BootsnAll Travel Network



Peruvian Police

I would be lying if I didn’t tell you about some of the downsides of Peru so I will get to them in the next few stories.  While I love the people and places, there are some real problems here.  The police are very friendly here.  I see that they are pretty well liked by the residents.  But I have also seen three disturbing incidents.  None of them are unique to Peru, but three ugly scenes in a month seems excessive to me.  It seems like the police are real cool until they lose it and then they lose it big…

The night before Corso when my taxi was taking me out to the hotel on the outskirts of Cajamarca, we came across some vehicles parked in the street.  There were dozens of people on the side of the road flowing out from a nightclub (“nightclub” in Latin America is a place where you drink and watch strippers and other “things” go on).  In front of the cars in front of us we watched about a dozen police beating about six guys.  And I do mean BEATING with billy clubs.  The police had a large SUV and they proceeded to pick up each one of the “criminals” and launch them through the air into the back of the SUV.  They were piled up like dead bodies when they finished and we drove by.  My guess is that something happened in the nightclub and punishment was doled out right there in the street.  Rodney King had it easy compared to those poor fools.

There was one ugly scene during Corso that played out in front of us across the street.  It is an image that I will also never forget no matter how many great images I retain from that day.  Everyone staked out their turf before the parade started and most of these were seats that you paid for (someone brings chairs or builds bleachers and then sells you the right to sit there for the day).  Well, apparently some indigenous families decided that they would squeeze in on the curb in front of paying people.  It seemed quite innocent to me especially since they were below the paying customers and there was enough room.  I know there are Peruvians who have racist views towards the Indians and I am sure what I witnessed was exactly that.  The police came over to the families and told them to leave right before the start of the parade.  The Indians refused.  These “criminals” were almost one hundred percent women and children.  The police pulled out the billy clubs (thankfully, none of the police were armed with guns during the parade) and starting to totally beat on the women.  The children were screaming.  There are no tougher people on this planet than the indigenous women of the Andes.  They put up quite a fight with the police which just made the whole situation that much uglier.  They were eventually beaten into submission and took their children and belongings and went somewhere else.  The Peruvians witnessing this melee didn’t bat an eyelash and continued to eat their popcorn as if nothing was going on.  Nothing was said, but I was absolutely convinced that this was a battle played out many times before and it showed a real divide between the Peruvian Latinos and the Peruvian Indians.  Something like “those crazy Indians are at it again”.  Peruvian society has some disease, too.

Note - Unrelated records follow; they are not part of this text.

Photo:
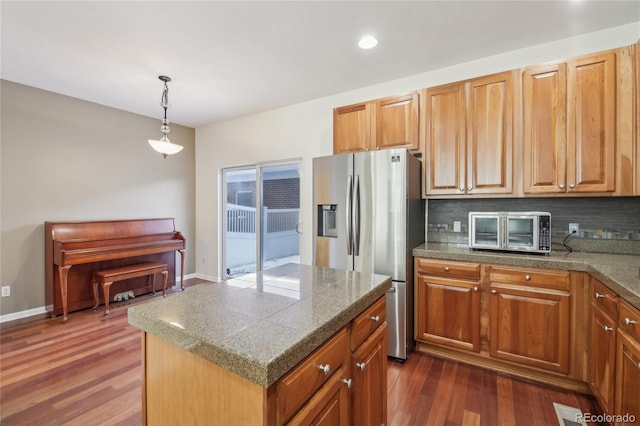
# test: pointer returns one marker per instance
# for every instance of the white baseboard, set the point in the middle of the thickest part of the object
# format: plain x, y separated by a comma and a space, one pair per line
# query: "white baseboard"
47, 309
24, 314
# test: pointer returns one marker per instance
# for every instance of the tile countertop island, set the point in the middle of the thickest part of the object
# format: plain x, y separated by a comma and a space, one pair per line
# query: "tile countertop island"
619, 272
259, 326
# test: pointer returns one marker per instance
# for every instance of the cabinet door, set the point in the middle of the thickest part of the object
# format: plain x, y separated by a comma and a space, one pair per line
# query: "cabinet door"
328, 407
602, 356
449, 312
369, 370
352, 128
490, 134
628, 378
515, 336
445, 133
397, 122
544, 129
591, 120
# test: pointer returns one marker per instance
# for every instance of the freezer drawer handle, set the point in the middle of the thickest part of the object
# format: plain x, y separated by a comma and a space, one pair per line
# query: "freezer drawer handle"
348, 212
356, 213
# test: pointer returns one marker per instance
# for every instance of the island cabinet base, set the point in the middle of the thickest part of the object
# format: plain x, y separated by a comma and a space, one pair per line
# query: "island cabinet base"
181, 388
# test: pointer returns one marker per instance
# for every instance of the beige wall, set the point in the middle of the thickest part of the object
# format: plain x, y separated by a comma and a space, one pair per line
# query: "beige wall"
67, 159
305, 131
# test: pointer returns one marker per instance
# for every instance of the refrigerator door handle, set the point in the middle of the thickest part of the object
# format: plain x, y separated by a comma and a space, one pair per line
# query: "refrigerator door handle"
356, 214
348, 214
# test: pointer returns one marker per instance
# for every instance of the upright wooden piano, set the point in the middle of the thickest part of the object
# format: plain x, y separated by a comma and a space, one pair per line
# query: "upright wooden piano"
74, 250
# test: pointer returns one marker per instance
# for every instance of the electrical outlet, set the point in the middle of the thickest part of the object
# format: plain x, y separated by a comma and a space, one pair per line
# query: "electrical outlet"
574, 228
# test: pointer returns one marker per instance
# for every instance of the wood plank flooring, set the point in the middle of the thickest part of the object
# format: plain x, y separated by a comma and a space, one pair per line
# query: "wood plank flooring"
88, 372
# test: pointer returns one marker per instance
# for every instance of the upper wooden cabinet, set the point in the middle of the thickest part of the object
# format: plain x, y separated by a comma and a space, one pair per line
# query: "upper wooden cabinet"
383, 123
577, 129
352, 128
468, 137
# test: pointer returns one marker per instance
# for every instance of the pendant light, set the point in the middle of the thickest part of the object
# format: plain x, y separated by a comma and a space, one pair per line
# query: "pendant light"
164, 146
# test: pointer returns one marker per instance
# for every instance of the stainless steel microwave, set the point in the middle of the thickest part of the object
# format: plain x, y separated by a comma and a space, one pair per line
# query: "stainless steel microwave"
510, 231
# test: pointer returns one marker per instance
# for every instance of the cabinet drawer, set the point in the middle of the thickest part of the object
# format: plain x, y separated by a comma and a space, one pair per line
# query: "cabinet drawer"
558, 280
299, 385
365, 323
604, 298
629, 320
445, 268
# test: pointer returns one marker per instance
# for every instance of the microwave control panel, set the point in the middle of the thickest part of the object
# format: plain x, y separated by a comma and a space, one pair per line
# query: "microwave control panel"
544, 232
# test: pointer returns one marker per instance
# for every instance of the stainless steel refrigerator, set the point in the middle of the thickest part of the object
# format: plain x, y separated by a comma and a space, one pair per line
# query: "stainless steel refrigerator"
368, 215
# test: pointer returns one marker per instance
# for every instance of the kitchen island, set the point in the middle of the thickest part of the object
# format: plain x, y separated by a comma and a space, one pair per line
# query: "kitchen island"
226, 353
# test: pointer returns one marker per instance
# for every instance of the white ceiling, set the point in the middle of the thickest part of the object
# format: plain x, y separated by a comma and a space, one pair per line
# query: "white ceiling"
229, 59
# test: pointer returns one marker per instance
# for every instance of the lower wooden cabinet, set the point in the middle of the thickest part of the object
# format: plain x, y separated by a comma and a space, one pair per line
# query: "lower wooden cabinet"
602, 357
628, 365
523, 321
369, 375
329, 406
530, 317
448, 301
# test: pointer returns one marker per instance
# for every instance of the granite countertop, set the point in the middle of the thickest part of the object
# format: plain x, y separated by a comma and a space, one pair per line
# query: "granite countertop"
619, 272
261, 325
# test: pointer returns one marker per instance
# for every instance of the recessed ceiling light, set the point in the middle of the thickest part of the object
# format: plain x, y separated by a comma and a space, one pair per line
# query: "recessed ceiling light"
367, 42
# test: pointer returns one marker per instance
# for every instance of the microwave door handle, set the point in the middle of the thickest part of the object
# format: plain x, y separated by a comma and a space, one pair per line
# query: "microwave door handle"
356, 218
348, 214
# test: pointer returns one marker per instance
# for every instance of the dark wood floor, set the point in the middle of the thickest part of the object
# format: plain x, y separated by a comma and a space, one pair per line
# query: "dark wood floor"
88, 372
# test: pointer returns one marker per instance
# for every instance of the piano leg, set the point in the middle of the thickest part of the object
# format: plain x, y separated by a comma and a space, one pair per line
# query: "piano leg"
63, 273
165, 274
181, 269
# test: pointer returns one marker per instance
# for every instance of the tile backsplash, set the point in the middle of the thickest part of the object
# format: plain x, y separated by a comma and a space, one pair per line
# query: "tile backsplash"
605, 223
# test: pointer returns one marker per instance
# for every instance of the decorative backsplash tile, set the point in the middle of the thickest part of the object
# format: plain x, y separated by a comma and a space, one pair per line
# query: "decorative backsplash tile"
602, 220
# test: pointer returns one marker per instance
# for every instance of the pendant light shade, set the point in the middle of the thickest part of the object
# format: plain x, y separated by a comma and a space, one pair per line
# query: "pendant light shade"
164, 146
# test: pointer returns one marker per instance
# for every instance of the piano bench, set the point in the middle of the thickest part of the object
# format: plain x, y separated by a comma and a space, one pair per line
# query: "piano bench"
109, 276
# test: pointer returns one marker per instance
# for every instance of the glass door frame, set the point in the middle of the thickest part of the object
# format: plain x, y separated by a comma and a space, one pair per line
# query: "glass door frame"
258, 205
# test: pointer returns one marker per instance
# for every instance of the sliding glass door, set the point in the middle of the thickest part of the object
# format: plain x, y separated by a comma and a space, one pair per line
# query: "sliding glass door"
261, 215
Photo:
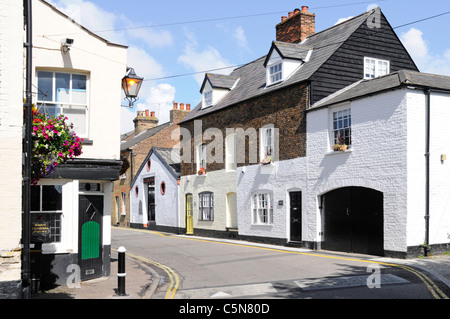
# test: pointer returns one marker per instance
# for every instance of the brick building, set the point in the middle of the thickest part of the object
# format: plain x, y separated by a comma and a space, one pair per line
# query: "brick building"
274, 161
135, 148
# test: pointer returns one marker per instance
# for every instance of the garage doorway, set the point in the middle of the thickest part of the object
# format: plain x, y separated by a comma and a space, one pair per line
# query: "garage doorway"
353, 220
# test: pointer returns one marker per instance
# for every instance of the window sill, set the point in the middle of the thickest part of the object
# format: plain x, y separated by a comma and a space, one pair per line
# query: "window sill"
350, 150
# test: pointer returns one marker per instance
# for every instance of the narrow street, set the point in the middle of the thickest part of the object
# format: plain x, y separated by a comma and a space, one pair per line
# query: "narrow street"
201, 268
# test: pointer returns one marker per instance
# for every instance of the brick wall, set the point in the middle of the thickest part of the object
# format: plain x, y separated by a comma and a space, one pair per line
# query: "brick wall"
284, 109
296, 27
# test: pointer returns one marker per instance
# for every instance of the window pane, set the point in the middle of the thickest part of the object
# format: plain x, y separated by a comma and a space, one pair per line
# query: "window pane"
52, 198
62, 85
79, 94
45, 86
77, 116
35, 198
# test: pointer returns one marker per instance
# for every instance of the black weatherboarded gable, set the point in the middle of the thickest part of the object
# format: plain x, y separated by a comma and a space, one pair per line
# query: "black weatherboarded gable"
374, 39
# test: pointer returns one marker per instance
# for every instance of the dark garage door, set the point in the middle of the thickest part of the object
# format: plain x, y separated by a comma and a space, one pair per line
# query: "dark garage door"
353, 220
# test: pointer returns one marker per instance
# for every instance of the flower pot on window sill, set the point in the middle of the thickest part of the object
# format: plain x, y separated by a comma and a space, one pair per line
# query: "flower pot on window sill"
340, 148
266, 168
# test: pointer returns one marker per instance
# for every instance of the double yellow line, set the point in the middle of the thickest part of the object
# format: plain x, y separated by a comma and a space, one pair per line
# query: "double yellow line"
174, 279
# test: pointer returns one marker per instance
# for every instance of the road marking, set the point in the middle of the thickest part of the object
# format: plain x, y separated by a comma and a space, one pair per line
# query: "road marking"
431, 286
173, 277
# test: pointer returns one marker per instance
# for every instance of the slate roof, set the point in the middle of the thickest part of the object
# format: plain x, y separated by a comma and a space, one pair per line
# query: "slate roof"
129, 143
165, 156
390, 81
252, 76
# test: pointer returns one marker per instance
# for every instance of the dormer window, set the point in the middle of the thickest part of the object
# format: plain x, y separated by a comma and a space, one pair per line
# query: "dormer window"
374, 68
276, 73
284, 60
207, 98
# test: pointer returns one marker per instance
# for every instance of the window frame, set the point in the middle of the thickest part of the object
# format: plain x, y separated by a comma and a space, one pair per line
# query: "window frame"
57, 213
333, 131
259, 217
231, 152
60, 106
264, 140
376, 71
202, 156
206, 213
275, 72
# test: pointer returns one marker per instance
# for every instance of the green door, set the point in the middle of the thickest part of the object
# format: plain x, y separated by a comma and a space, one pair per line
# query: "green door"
90, 236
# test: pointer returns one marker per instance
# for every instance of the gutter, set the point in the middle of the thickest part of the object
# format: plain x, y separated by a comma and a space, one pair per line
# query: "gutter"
426, 246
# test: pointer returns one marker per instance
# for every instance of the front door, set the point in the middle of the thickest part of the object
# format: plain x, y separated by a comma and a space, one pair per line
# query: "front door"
189, 215
90, 236
295, 200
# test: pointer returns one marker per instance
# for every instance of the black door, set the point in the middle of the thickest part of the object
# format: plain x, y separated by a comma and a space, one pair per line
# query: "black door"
90, 236
353, 220
295, 199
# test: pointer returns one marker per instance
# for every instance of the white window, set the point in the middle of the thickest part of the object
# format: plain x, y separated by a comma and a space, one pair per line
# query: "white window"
206, 206
207, 98
262, 208
342, 127
201, 156
374, 68
276, 73
64, 93
230, 157
46, 213
267, 142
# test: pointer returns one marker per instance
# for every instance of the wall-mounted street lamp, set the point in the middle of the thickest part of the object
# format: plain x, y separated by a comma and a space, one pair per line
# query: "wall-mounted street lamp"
131, 84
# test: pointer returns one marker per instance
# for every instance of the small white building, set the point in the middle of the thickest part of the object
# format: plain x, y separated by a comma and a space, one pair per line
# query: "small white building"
11, 120
78, 74
377, 196
154, 192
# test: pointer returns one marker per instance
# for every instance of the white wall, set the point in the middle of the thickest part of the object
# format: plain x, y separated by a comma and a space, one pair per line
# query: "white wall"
104, 63
280, 179
166, 206
377, 159
220, 183
11, 117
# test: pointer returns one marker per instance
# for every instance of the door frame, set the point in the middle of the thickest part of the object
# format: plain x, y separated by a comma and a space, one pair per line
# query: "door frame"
298, 219
95, 264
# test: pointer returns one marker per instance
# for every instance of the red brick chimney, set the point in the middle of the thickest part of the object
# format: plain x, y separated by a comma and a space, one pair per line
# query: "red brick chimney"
144, 121
297, 26
179, 112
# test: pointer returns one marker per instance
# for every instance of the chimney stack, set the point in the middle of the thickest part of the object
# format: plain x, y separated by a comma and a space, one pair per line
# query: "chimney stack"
297, 26
178, 112
144, 121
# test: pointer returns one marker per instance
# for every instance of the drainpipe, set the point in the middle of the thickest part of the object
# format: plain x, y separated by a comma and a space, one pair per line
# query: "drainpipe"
26, 223
427, 171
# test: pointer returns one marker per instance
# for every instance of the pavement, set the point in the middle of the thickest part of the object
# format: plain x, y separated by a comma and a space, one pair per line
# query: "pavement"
142, 280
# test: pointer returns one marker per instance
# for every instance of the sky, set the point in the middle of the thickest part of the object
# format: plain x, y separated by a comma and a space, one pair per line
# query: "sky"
173, 43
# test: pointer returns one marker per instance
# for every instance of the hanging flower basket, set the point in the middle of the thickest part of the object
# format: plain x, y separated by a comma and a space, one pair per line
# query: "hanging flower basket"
340, 147
53, 143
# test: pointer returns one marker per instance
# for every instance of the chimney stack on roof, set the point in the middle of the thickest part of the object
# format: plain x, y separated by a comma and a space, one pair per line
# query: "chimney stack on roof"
297, 26
144, 120
179, 111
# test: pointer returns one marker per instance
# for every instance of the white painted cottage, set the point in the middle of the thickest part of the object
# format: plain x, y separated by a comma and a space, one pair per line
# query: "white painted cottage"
154, 191
77, 73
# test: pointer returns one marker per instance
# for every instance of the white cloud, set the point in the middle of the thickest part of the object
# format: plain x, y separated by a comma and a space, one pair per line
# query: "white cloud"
200, 60
425, 60
343, 20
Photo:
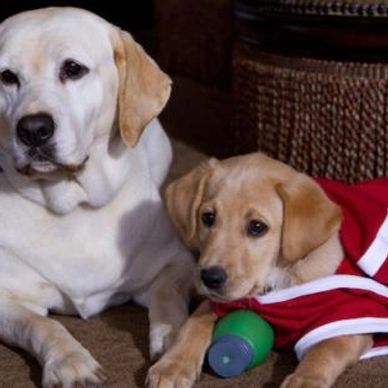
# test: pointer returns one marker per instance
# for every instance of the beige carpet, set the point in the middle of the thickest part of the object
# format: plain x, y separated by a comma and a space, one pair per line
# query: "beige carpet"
118, 339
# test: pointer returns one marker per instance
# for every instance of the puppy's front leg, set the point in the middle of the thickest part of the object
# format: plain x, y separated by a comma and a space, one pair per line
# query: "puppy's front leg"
324, 362
66, 363
182, 363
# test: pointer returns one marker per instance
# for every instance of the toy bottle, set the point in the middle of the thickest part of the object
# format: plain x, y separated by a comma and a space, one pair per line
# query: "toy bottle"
241, 341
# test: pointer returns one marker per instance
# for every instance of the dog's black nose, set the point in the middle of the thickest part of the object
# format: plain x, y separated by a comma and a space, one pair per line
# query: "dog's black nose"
35, 130
213, 277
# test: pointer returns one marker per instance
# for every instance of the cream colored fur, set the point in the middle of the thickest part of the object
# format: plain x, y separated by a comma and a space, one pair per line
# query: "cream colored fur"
301, 244
86, 229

The other night here in Arequipa, I saw an old man who was either mentally ill or drunk or both.  He was hanging out in front of a business.  I’m sure he was causing a problem.  I’m sure this “criminal” did need to be removed.  The police showed up with a pickup with a cage in the back.  Uh oh.  The police talked to him or at him for a couple of minutes before a number of them picked him up the same as I witnessed in Cajamarca and launched him into the cage.  They shut the door on the cage before driving him off.  As he was lying there like an animal in the zoo, passersby stared at him (“look at the criminal/animal, Mommy”) and he snarled at them.

The moral of the story here in Peru as with everywhere else on this planet is don’t screw with the police.  They will beat you and lock you up without hesitation.  They don’t care who has the video camera running here.  And their definition of what constitutes a “criminal” is quite broad.  While they seem nice and friendly especially to the tourists, I don’t take my eyes off of them.